Genocracy is distantly related to the so-called archetype as a model of thought and perception. We normally associate Carl Gustav Jung with it, but Goethe was in that sense Jung's forerunner even more than Schiller. Goethe presented the concept of Urpflanze, a primordial plant which contained every conceivable aspect of botanic development, much to Schiller's amazement, as an experience. As a Kantian, Schiller saw in this notion, rather, the expression of a philosophical principle.
The reason why Goethe could justifiably argue for the Urpflanze being an experience and not an idea can be found in his advocacy of metamorphosis, which entails both process and experience. Metamorphosis in Goethe's terms implied the unfolding of the potential contained in the Urpflanze. Judging by their correspondence, Schiller was distinctly ill at ease with the notion of metamorphosis. In fact, the very concept is conspicuously absent from his theoretical writings.
It is assumed that Schiller found the notion of metamorphosis too deterministic and restricting. Interestingly, he made this very point through the character of the Marquis de Posa in the famous tenth scene of the third act of Don Carlos: "Look all around at nature's mastery, / Founded on freedom. And how rich it grows, / Feeding on freedom." Even though de Posa emphatically denies that nature is subjected to restrictions of any kind, he nonetheless speaks of particular "laws" that only "a free mind can see". Moreover, the "free mind" will, according to de Posa, wrap itself into such laws.
Perhaps Schiller was reminded of de Posa's words when he encountered Goethe's conception of metamorphosis, in a sense one "law of nature" perceived by a truly free mind. And yet, the dichotomy between obvious evidence for law-bound phenomena in nature, whether gravity or metamorphosis, on the one hand and, on the other hand, the feeling of freedom that we associate with being in nature remained, for Schiller, unresolved. It was evidently not easy for him, the dedicated Kantian, to reject this particular aspect of the philosopher's system of thought, namely that Man was evil by nature and that ethics was a prime instrument to ensure that he could overcome his natural dispositions. Schiller argued, with Rousseau, that freedom came first, which meant that man was free to act in a good or evil manner.

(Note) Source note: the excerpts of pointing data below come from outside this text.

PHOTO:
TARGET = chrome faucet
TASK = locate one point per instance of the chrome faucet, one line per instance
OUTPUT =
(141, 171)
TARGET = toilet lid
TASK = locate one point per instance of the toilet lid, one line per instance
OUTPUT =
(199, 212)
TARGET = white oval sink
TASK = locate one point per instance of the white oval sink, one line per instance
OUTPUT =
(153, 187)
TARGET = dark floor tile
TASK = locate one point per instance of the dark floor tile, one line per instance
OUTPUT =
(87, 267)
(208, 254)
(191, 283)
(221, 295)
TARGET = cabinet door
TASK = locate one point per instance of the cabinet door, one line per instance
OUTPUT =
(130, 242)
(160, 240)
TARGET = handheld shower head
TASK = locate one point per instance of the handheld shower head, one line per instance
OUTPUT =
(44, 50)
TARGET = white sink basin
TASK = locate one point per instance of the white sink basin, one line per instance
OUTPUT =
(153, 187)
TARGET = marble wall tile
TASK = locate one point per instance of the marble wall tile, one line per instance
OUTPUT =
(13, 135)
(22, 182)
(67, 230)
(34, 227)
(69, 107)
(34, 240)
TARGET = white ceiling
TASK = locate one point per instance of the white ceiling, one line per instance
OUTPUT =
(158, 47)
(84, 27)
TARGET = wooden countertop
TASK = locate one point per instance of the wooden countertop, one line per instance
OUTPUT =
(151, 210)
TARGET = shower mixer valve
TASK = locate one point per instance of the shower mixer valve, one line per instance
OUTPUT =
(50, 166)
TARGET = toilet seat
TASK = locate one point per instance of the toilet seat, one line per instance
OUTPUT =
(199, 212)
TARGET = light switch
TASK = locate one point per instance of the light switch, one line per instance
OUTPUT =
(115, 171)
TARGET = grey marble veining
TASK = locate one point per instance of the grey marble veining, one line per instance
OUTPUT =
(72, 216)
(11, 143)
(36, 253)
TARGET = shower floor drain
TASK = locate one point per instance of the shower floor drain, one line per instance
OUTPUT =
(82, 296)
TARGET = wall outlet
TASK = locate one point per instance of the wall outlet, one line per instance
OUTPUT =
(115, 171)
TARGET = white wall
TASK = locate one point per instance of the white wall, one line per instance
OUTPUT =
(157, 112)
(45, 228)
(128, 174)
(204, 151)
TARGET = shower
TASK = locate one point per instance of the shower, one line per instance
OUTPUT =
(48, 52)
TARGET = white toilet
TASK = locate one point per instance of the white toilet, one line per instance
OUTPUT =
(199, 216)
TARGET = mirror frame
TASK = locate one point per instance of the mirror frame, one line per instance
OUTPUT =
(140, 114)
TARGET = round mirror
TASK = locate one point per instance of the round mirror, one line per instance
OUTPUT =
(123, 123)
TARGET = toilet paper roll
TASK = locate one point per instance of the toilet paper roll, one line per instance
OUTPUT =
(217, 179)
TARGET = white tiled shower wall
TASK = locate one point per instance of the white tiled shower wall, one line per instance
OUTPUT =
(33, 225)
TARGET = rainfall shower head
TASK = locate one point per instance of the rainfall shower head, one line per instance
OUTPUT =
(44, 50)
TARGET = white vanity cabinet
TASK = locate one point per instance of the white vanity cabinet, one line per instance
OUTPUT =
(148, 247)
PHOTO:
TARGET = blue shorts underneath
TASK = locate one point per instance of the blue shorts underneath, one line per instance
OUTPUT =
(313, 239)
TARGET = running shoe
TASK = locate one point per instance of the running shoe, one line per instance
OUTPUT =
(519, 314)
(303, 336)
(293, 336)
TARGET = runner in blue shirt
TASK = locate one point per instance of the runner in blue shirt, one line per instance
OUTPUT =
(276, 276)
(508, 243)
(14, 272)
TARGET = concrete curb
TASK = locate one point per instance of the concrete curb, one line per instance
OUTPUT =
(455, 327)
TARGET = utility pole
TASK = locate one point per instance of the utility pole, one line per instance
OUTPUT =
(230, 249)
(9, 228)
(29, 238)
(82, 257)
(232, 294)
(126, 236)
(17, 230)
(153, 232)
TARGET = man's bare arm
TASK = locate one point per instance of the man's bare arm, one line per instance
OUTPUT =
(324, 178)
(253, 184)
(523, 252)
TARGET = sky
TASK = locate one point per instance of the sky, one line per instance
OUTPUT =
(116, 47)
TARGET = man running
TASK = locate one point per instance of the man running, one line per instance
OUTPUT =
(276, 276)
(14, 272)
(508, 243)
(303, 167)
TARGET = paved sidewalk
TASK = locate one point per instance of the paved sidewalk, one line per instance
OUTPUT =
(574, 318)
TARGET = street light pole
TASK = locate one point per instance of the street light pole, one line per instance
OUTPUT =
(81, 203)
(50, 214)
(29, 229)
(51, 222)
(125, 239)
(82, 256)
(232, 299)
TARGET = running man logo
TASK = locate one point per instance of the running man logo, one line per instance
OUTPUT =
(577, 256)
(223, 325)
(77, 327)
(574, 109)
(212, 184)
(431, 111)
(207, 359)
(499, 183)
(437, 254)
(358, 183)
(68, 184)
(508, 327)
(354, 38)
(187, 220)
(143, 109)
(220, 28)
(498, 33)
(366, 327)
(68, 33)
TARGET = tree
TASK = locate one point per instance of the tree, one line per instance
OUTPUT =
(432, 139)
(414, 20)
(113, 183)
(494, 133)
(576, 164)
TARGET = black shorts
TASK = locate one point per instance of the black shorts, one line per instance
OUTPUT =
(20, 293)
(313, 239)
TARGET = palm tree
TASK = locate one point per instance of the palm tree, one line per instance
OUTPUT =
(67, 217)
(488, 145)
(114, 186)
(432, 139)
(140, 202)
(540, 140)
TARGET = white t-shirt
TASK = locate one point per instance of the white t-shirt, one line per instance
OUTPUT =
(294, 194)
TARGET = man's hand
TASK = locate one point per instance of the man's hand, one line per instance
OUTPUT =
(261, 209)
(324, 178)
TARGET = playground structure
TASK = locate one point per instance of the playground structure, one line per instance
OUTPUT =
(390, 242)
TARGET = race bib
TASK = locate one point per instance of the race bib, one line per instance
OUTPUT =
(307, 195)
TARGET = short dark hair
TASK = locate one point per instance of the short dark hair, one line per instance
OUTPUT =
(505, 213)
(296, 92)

It is therefore less surprising that de Posa's best-known phrase in relation to freedom is also his most ambiguous, for it amounts to a problem of logic that Schiller's philosophical master, Kant, would not have condoned. Schiller's Marquis suggests to the King of Spain: "A single word of yours can suddenly / Create the world anew. Give us the freedom / To think." The freedom of thought, however, cannot be challenged anyway. People can only be deprived of the freedom of speech that is actual utterances, or enactions, of freedom. Therefore, in the catalogue of human rights freedom of thought does not feature, but only what can be taken away or, alternatively, guaranteed. Even the seemingly almighty Philip II cannot actually give "the freedom to think". But why, then, does Schiller give this phrase to de Posa? Perhaps because he wanted to illustrate flaws in the character's way of thinking. De Posa is, in a sense, too clever for his own good. He intends to set up a secret game that involves Carlos plotting against his own father from his presumed base in Flanders. De Posa thinks that he is acting freely, but for that thought and supposed freedom he has to pay with his life.